The attempted block came on the heels of the government and the company negotiating a break in its monopoly and the immediate release of data transmission from the monopoly.

Hinds said that by going to court in the US, ATN pre-empted the process and he said he is not sure how much of the statements recently attributed to GT&T sources that President Jagdeo scuttled the positions adopted by the government negotiating team is a good representation of what took place. He said significant policy positions for the country have to go to Cabinet and the President for approval.

What a GT&T source has claimed is that while that company's negotiating team was reporting directly to its chairman Cornelius Prior, the government team was reporting to Hinds. However, the source said that when the draft agreements reached were taken to the President, he was unhappy with the positions adopted and refused to sanction them. Hence the delay in the signing of the memorandum of understanding on agreements reached between the two sides and ATN losing faith in the process.

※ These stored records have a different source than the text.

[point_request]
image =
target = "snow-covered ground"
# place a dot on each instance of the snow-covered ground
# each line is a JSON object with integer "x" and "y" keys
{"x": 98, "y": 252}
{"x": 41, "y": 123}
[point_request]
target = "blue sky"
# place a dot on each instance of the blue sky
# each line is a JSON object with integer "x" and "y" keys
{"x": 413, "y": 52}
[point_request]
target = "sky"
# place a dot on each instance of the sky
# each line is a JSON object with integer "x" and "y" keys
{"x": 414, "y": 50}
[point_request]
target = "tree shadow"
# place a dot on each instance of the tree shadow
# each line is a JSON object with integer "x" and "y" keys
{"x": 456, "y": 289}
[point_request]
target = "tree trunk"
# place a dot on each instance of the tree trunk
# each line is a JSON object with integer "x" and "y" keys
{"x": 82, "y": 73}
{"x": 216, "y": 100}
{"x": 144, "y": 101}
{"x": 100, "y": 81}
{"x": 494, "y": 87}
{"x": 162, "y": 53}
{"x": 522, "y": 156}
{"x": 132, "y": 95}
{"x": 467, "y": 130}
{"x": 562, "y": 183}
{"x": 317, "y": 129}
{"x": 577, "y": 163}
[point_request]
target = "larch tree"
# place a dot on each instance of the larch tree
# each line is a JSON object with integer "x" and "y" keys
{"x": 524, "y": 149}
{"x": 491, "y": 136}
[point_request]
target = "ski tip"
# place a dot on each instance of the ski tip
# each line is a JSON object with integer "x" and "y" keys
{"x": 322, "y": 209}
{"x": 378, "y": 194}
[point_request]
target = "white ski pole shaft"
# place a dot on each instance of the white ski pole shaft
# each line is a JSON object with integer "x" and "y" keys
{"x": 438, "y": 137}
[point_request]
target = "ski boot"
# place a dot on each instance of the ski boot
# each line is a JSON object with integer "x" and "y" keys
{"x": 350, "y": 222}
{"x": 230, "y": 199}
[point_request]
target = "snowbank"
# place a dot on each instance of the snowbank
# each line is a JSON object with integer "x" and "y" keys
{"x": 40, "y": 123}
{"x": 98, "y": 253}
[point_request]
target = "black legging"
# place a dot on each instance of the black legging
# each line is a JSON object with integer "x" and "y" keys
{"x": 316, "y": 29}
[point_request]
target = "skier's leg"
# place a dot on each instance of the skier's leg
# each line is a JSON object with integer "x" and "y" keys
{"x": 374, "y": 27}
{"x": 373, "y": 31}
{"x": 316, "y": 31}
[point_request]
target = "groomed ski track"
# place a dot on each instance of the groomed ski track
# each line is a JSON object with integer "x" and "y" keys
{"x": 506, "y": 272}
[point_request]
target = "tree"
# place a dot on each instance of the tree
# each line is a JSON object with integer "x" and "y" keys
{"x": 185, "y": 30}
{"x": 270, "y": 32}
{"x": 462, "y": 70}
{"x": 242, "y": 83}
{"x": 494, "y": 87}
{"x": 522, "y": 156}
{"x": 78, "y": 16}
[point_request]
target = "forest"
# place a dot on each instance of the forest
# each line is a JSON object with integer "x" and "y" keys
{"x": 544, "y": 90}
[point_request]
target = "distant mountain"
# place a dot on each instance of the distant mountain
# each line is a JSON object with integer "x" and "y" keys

Stabroek News was told that among the concessions made by the government team during the talks were to recognise the monopoly of the firm; to allow it a monopoly on internet services; to give it complete control over wireless data communication; to allow for an increase in local rates to the tune of $20 per call to compensate for losses on international traffic and for the advisory fees to be reduced from six per cent to three per cent over a three to six year period. Sources indicated that the President was uncomfortable with these concessions.

As to the government's position on the court case, Hinds said that the matter is still being reviewed by the government's legal advisers including Foley and Hoag in the US.

US Judge Thomas Jackson has given ATN 60 days to enjoin the government as a defendant in its application to block the loan project for Guyana on grounds that it impinges on its monopoly rights and amounted to expropriation of its property.